Mesut Bakkal

Personal information
- Date of birth: 19 March 1964 (age 62)
- Place of birth: Kırıkkale, Turkey
- Position: Midfielder

Youth career
- 0000–1981: Kırıkkalespor

Senior career*
- Years: Team / Apps / (Gls)
- 1981–1983: Kırıkkalespor
- 1983–1993: Denizlispor / 117 / (6)
- 1990–1991: → Afyonspor (loan) / 1 / (0)
- 1993–1994: İzmirspor / 5 / (0)

International career
- 1982: Turkey U18 / 3 / (0)
- 1985: Turkey U21 / 2 / (0)

Managerial career
- 1996–1998: Denizlispor (youth)
- 1998–2000: Denizlispor (coach)
- 2000–2002: Ankaragücü (coach)
- 2005–2007: Gençlerbirliği
- 2007–2008: Gaziantepspor
- 2008–2009: Gençlerbirliği
- 2009: Denizlispor
- 2009–2010: Manisaspor
- 2010: Sivasspor
- 2011: Ankaragücü
- 2012: Samsunspor
- 2012–2013: Karabükspor
- 2013–2014: Konyaspor
- 2015: Gençlerbirliği
- 2015: Mersin İdmanyurdu
- 2016: Sivasspor
- 2016–2017: Sivasspor
- 2017: Kayserispor
- 2017: Gençlerbirliği
- 2018–2019: Alanyaspor
- 2019: Bursaspor
- 2020–2021: Erzurumspor
- 2022: Denizlispor
- 2022–2023: Bandırmaspor
- 2023–2024: Amedspor
- 2024–2025: Sakaryaspor
- 2025: Ankaragücü
- 2025: Şanlıurfaspor
- 2026: Amedspor

= Mesut Bakkal =

Turkish football player and manager (born 1964)

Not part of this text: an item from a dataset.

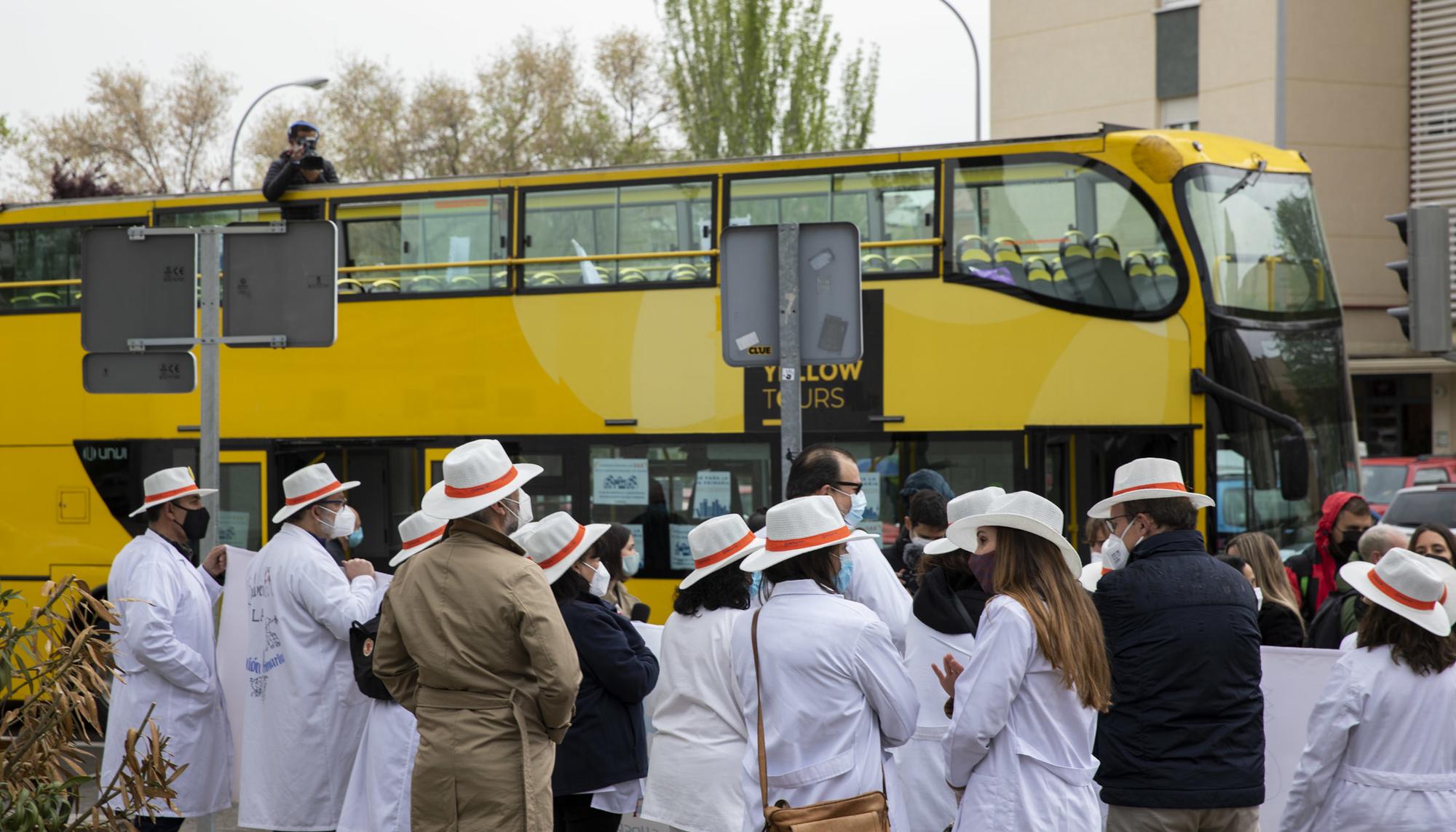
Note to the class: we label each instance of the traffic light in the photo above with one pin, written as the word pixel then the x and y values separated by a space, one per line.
pixel 1426 275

Mesut Bakkal (born 19 March 1964) is a Turkish professional football manager and former player who most recently managed Amedspor.

A midfielder, he played for Denizlispor, and later was manager of Ankaragücü, Denizlispor, Gaziantepspor, Gençlerbirliği S.K., Karabükspor, Manisaspor, and Samsunspor.

==Career==
Born in Kırıkkale to Circassian parents from Bilecik, Northwest Turkey, Bakkal began playing football for local side Kırıkkalespor. He would later play for Denizlispor, Afyonspor, and İzmirspor before retiring from active play in 1994.

After his playing career ended, Bakkal became a football manager. He resigned as Gençlerbirliği's manager for the second time in his career, on 3 November 2008.

In 2009 he received a UEFA Pro License.